Deze feiten zijn natuurlijk aan de Unie-regering bekend en hadden haar er toe moeten brengen, de binnenkomst van naturellen te beperken. Zoals het tot dusver gaat, wordt het aantal zwarte arbeidskrachten hoe langer hoe groter. Dit moge voor de nijveraars een schoon verschiet zijn, omdat zij dan zich onbeperkt van goedkopere arbeidskrachten kunnen blijven voorzien, maar voor de blanke arbeiders en derhalve voor de gehele blanke bevolking is een dergelijke toestand noodlottig.
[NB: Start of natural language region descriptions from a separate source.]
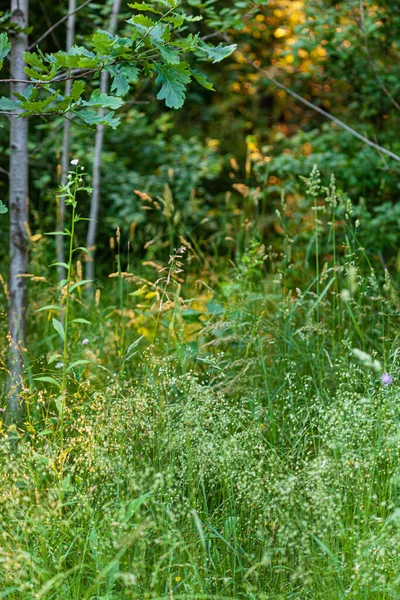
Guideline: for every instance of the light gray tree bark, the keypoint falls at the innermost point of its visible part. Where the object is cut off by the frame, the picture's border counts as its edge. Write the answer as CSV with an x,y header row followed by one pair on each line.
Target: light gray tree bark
x,y
66,145
18,206
96,173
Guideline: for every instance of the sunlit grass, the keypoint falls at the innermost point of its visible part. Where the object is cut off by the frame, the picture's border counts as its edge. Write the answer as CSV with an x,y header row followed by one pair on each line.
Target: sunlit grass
x,y
247,446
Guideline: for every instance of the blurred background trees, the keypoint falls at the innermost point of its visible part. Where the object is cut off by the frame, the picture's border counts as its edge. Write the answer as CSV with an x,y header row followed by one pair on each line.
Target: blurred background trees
x,y
223,159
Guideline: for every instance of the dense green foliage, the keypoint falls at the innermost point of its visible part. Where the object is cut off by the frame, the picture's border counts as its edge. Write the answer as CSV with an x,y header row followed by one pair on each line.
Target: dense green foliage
x,y
218,416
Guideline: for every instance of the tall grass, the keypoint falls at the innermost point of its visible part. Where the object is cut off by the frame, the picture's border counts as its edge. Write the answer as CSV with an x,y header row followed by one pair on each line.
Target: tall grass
x,y
247,446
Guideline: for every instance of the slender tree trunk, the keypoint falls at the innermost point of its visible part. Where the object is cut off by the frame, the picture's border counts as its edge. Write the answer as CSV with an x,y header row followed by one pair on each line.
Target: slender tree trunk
x,y
18,220
96,173
66,144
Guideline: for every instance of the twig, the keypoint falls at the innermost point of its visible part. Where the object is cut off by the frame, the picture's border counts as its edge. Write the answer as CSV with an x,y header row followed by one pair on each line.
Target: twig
x,y
371,60
321,111
46,33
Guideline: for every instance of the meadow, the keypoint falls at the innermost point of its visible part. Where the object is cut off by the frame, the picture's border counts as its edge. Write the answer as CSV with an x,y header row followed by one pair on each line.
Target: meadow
x,y
210,427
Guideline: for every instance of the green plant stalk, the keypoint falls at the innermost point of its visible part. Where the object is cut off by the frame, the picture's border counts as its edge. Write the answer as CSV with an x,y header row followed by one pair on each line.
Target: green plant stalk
x,y
66,314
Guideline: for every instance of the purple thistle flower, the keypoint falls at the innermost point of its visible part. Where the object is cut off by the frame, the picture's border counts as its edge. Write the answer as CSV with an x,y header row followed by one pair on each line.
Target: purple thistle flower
x,y
386,379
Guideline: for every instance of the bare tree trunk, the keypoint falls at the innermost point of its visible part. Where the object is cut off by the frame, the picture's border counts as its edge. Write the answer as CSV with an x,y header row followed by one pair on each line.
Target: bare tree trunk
x,y
18,219
96,173
66,144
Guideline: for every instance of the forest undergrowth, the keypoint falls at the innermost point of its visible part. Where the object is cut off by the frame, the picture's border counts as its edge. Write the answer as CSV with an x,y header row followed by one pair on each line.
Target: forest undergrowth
x,y
222,431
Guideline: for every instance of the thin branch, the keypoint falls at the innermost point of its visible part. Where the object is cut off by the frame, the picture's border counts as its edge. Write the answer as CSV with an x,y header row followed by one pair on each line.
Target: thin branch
x,y
46,33
73,74
371,60
321,111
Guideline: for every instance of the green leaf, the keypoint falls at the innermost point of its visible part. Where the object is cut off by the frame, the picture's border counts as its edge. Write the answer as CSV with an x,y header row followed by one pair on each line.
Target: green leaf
x,y
217,53
146,27
48,380
79,283
173,79
93,118
77,90
59,328
49,307
102,41
5,45
170,56
192,316
7,104
215,309
77,363
122,77
143,6
104,101
202,79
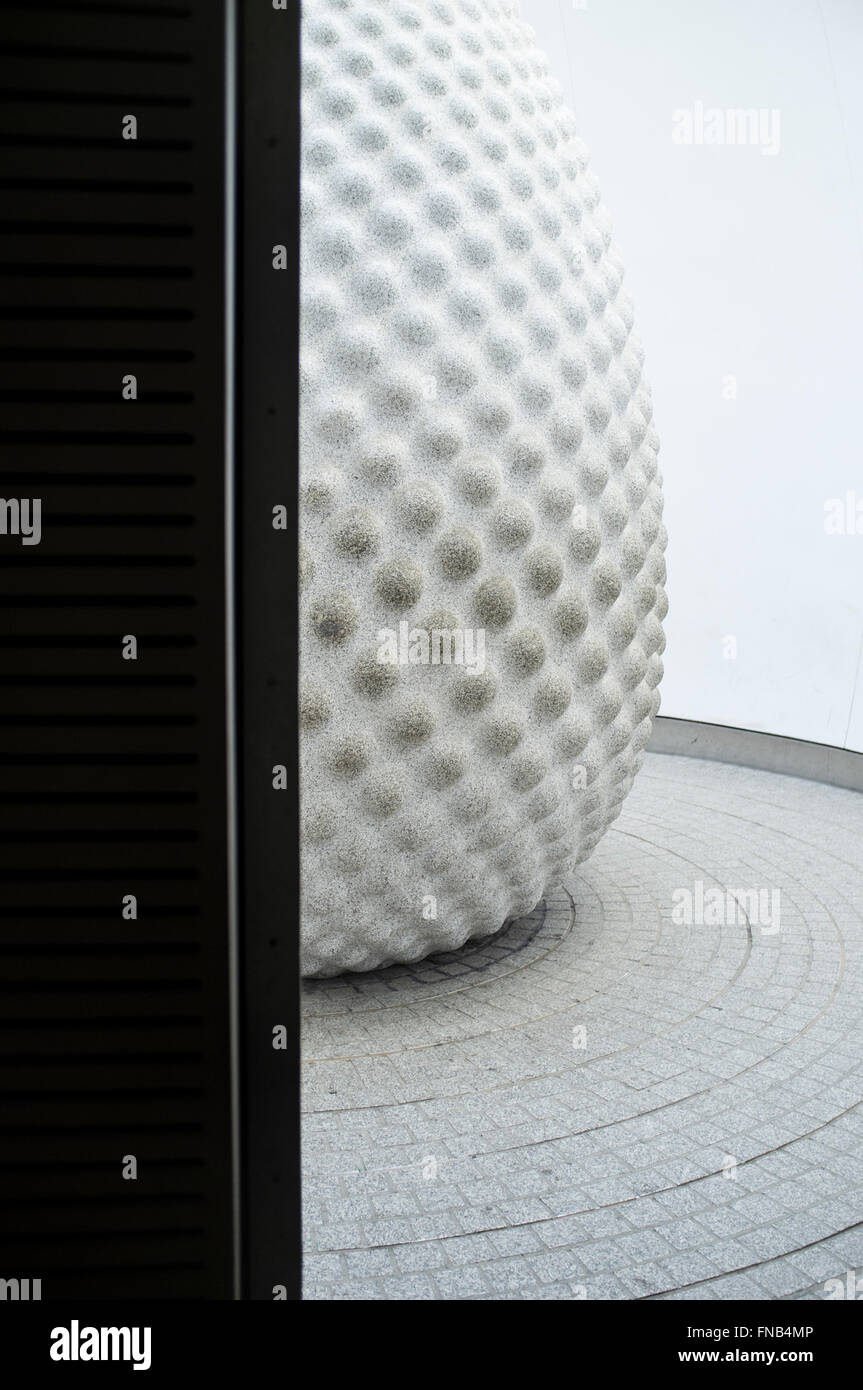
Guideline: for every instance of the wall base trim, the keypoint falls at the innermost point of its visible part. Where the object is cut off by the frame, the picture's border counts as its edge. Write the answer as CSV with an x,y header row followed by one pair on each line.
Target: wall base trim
x,y
748,748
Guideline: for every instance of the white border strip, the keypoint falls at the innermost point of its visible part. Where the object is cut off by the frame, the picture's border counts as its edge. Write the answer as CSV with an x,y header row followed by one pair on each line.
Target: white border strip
x,y
749,748
231,756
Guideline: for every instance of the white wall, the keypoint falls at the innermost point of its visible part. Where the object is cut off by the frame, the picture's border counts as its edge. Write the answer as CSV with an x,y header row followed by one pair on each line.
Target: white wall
x,y
749,266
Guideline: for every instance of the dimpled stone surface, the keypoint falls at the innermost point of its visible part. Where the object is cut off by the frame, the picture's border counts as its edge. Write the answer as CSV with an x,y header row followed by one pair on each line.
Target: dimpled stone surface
x,y
477,452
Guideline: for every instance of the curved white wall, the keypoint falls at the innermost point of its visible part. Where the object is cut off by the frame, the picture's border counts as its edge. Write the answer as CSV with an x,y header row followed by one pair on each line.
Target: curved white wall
x,y
746,270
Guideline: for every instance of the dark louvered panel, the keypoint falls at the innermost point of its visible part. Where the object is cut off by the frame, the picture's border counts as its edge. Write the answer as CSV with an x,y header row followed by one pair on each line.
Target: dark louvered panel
x,y
114,1033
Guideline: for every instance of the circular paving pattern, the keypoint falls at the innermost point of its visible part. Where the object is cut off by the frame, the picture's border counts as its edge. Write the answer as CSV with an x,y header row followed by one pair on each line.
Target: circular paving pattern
x,y
646,1089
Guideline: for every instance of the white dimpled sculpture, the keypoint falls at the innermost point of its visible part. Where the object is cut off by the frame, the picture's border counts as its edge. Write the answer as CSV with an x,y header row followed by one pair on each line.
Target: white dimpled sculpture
x,y
481,513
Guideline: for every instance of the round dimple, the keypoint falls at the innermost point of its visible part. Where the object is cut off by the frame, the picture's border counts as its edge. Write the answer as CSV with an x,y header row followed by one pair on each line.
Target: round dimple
x,y
305,566
544,570
445,766
334,617
341,426
356,534
528,769
420,506
455,374
605,581
430,270
373,677
374,289
382,795
382,462
441,439
349,755
314,706
474,691
495,601
503,731
503,350
513,524
584,540
391,227
553,695
459,553
399,583
525,652
413,722
570,615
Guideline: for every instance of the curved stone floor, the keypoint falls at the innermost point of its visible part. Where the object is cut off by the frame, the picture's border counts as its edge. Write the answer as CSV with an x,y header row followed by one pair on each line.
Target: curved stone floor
x,y
599,1102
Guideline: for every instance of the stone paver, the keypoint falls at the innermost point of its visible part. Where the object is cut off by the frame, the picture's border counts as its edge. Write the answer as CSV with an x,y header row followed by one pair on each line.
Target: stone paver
x,y
601,1102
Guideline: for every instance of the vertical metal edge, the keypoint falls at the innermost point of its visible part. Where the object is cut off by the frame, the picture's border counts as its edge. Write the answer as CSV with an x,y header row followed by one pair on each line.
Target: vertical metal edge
x,y
231,733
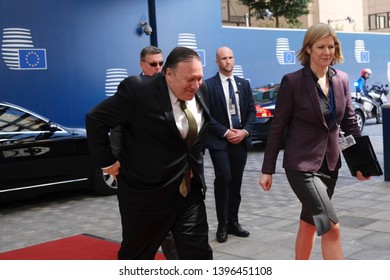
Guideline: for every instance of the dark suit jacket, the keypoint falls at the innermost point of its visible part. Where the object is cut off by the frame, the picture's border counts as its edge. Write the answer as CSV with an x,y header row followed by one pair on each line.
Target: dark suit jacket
x,y
308,138
154,154
220,116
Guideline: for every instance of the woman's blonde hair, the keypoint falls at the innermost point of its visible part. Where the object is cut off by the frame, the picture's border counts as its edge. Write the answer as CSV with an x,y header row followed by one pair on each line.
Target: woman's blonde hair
x,y
315,33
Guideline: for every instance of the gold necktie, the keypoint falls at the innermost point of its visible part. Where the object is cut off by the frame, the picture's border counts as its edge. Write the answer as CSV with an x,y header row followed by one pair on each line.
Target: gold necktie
x,y
185,185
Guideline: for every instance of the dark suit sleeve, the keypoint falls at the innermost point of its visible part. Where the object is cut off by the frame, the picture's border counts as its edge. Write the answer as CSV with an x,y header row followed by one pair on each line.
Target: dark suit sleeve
x,y
111,112
349,123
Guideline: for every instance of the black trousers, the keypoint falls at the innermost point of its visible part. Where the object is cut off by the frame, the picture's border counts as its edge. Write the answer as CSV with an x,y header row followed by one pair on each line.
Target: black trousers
x,y
229,167
147,217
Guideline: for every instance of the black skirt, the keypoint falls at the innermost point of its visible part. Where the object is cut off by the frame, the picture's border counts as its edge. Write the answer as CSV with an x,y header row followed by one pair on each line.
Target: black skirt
x,y
314,191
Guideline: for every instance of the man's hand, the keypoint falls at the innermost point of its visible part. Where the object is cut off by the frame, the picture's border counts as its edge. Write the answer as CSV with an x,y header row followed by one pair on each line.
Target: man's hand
x,y
360,176
113,170
265,181
235,136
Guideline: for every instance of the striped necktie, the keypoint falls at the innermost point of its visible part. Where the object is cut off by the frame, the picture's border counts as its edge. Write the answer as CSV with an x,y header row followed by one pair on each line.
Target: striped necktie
x,y
185,185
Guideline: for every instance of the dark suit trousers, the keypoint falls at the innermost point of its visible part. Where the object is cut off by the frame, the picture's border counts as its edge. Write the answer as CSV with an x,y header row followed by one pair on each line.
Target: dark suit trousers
x,y
148,216
229,167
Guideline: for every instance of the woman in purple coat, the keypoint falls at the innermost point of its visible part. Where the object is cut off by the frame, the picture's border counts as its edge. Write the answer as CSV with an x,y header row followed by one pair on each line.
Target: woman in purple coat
x,y
313,109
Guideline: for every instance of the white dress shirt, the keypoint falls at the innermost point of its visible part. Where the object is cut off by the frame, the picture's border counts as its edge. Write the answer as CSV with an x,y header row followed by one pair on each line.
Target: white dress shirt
x,y
225,86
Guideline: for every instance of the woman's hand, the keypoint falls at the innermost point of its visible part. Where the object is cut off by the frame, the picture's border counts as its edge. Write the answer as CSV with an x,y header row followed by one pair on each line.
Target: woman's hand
x,y
360,176
265,181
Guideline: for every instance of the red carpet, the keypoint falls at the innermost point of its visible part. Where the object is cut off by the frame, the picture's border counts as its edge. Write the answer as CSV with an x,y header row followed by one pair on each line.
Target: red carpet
x,y
78,247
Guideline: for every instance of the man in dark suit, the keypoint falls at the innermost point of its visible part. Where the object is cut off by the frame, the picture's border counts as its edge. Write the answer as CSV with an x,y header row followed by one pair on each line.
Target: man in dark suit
x,y
161,185
233,115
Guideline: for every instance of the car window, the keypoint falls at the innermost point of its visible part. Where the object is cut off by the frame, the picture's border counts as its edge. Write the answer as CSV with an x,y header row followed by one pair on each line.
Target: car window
x,y
14,120
263,95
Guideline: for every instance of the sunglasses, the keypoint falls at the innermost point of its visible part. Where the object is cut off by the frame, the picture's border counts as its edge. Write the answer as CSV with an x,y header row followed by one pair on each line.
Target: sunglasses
x,y
154,64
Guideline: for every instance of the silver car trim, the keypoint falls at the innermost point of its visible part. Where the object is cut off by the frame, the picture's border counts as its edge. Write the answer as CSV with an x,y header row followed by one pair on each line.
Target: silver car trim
x,y
44,185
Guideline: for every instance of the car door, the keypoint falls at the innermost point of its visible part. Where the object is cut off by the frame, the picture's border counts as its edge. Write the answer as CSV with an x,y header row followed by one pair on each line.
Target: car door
x,y
36,154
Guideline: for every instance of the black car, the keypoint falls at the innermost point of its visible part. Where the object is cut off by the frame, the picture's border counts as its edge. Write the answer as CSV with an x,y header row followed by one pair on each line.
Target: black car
x,y
40,156
265,99
361,114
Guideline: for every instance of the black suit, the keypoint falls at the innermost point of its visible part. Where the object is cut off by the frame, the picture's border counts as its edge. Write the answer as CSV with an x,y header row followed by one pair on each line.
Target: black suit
x,y
154,157
228,159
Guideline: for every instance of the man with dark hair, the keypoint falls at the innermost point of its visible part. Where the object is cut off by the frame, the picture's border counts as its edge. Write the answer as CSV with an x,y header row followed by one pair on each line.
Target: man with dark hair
x,y
151,60
233,115
161,184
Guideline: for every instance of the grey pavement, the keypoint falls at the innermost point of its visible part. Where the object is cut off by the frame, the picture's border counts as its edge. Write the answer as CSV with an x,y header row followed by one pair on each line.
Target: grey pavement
x,y
271,217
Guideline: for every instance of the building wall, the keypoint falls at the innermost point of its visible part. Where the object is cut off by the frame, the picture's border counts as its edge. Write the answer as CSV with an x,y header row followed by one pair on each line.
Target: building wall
x,y
83,39
323,10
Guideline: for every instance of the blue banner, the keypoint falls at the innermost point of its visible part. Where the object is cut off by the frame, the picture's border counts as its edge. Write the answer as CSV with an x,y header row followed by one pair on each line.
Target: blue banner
x,y
32,59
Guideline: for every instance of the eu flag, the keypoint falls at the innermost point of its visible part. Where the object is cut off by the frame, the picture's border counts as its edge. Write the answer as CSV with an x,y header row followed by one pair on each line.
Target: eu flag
x,y
31,59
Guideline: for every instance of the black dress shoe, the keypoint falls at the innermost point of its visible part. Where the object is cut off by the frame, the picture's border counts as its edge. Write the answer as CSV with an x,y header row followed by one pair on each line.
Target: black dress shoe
x,y
222,233
237,230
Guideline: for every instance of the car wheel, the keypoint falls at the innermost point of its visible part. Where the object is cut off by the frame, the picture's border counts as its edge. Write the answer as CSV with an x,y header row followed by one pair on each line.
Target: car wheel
x,y
104,183
360,120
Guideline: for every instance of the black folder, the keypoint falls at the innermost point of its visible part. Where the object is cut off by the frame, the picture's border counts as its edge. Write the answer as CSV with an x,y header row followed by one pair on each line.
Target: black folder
x,y
361,156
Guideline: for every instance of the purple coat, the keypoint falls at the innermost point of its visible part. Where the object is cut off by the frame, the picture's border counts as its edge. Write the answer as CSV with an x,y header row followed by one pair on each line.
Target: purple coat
x,y
308,138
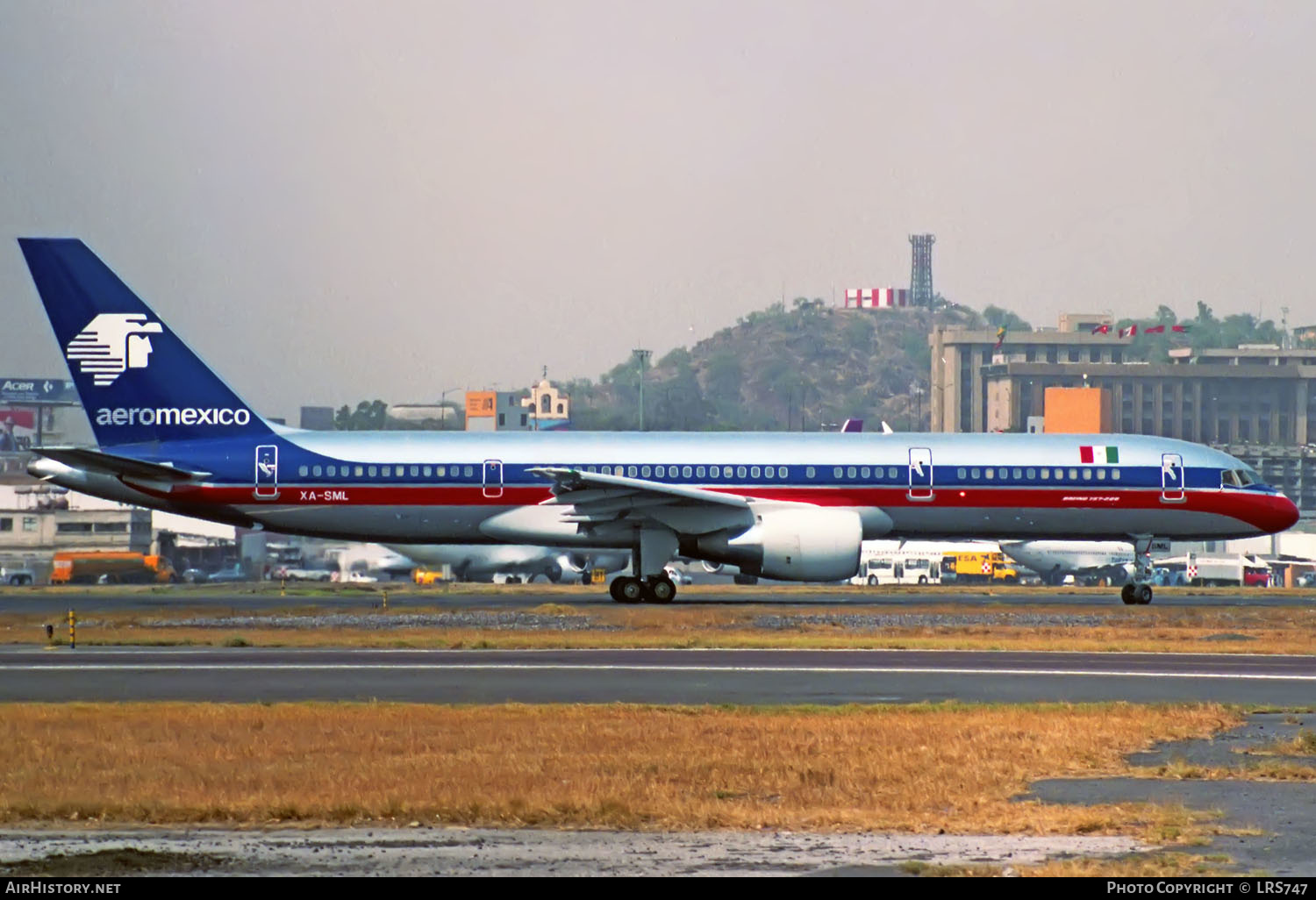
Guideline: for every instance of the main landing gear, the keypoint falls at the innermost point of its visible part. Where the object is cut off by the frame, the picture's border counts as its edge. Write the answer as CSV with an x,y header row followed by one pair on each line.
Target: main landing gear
x,y
652,544
655,589
1139,591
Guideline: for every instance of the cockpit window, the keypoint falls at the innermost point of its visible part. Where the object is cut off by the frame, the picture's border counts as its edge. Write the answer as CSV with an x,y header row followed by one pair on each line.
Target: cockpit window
x,y
1239,478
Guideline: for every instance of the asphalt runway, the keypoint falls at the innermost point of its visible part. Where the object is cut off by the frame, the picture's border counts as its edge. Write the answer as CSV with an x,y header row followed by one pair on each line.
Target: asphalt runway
x,y
668,676
110,600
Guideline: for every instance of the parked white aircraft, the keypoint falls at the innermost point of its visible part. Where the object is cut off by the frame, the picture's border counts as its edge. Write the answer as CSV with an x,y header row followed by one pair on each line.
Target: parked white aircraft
x,y
1055,560
481,562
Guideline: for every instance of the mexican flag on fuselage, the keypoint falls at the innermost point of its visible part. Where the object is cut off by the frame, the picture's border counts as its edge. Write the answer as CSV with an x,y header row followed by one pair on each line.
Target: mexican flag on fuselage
x,y
1099,455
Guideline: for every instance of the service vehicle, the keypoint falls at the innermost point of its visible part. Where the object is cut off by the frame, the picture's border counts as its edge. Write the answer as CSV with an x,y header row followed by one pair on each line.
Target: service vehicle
x,y
107,568
979,566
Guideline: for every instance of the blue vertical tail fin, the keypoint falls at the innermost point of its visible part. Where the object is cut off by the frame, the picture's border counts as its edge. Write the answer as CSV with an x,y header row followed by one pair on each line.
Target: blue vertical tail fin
x,y
137,379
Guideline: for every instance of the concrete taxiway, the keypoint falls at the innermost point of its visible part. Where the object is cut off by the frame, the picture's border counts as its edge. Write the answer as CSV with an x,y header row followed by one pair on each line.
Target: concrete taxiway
x,y
670,676
403,596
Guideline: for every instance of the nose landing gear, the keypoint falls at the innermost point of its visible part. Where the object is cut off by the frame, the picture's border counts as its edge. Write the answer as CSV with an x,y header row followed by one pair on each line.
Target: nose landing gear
x,y
655,589
1139,592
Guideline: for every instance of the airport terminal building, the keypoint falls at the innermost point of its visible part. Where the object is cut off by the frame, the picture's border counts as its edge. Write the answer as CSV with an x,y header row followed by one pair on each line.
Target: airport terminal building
x,y
1255,403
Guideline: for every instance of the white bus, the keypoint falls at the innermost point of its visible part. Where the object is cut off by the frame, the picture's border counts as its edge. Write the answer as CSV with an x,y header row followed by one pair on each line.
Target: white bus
x,y
898,565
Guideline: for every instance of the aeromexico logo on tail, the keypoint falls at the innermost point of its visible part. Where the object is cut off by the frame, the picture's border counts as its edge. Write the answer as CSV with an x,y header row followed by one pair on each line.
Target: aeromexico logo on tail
x,y
112,344
108,346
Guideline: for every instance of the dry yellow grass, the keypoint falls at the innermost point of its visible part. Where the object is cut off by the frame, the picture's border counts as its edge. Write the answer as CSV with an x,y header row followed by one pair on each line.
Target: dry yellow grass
x,y
910,768
1249,629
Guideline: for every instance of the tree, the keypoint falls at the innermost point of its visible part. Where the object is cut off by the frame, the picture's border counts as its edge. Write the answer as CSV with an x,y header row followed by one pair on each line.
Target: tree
x,y
368,416
998,318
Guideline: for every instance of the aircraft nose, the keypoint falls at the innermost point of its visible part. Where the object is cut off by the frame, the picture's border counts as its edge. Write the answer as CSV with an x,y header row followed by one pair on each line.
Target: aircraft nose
x,y
1276,513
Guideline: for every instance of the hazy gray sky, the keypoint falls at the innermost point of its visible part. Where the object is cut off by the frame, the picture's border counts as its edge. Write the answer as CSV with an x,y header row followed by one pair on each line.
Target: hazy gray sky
x,y
345,200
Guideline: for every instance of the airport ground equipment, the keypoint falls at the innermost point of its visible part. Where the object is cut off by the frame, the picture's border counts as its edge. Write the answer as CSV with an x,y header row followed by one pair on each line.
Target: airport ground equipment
x,y
104,568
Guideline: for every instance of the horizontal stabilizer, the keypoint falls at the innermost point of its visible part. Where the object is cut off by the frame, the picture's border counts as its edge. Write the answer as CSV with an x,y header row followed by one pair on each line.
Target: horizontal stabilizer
x,y
108,463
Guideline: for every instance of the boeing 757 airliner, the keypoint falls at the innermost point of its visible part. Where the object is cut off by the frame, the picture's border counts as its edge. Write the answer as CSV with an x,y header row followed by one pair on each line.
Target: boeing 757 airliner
x,y
173,436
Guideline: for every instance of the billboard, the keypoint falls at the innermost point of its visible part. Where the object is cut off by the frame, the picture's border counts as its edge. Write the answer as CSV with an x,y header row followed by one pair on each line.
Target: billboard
x,y
37,389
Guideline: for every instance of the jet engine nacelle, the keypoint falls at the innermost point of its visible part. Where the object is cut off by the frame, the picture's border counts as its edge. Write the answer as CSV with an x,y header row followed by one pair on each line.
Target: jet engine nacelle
x,y
795,545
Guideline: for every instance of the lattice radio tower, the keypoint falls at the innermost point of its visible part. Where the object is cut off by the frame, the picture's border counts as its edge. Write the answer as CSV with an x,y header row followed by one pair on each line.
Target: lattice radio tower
x,y
920,271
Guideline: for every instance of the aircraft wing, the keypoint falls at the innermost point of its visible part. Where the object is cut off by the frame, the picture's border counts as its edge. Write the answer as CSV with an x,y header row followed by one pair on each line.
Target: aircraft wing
x,y
110,463
595,500
591,489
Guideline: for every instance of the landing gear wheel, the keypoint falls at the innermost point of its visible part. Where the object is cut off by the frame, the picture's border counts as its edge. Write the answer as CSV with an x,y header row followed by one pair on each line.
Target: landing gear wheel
x,y
661,589
628,589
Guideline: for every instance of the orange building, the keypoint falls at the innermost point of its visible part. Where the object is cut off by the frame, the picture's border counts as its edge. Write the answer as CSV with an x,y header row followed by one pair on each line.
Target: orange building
x,y
1076,411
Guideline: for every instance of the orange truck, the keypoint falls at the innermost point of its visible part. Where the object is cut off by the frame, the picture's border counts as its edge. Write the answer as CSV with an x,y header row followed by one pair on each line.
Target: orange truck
x,y
111,568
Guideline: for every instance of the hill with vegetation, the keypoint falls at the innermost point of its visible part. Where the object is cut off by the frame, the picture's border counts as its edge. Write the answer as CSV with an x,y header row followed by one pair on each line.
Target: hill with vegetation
x,y
810,366
799,368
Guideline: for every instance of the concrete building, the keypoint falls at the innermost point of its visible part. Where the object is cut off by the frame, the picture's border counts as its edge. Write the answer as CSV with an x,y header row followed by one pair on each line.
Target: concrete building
x,y
549,407
1253,402
29,536
316,418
In deze toestand is het alleszins begrijpelijk en te verdedigen, dat de Unie geen ongeschoolde blanke arbeiders toelaat, maar zij weerhoudt evenzeer toelating van half-geschoolde blanke arbeiders, ‘half gebakte krachten’, zoals deze door de heer G.L. Dickerson, voorzitter van het Zuid-Afrikaanse immigranten-comité te 's-Gravenhage, werden genoemd in een openbare bijeenkomst op 26 Mei 1953 te Utrecht ter voorlichting van mogelijke landverhuizers naar Zuid-Afrika.
En toch zou het, naar 't mij wil voorkomen, voor de Unie aanbeveling verdienen, ook half geschoolde blanken toe te laten. Mits natuurlijk die half-geschooldheid aan bepaalde eisen voldoet en de toegelatenen zich verbinden, op straffe van terugzending op eigen kosten, binnen een door de Unie te stellen termijn, gerekend van de dag van binnenkomst, te bewijzen, dat zij volledig zijn geschoold.
Op deze wijze kan de blanke bevolking worden vergroot en de mogelijkheid, dat zwarte arbeiders door hun werkgevers worden opgeleid voor belangrijker arbeid, worden beperkt of geheel weggenomen. Maar de maatregel, welke in het belang van het blanke ras in de Unie van Zuid-Afrika allereerst en op korte termijn wordt vereist, is de vaststelling van de bepaling, dat haar regering de binnenkomst van naturellen niet langer vrijelijk onbeperkt mag gedogen, doch volgens haar te stellen regelen hun toelating beperkt.
Dan zal er op dit punt tussen zwart en blank in de Unie geen ‘Apartheid’ meer zijn.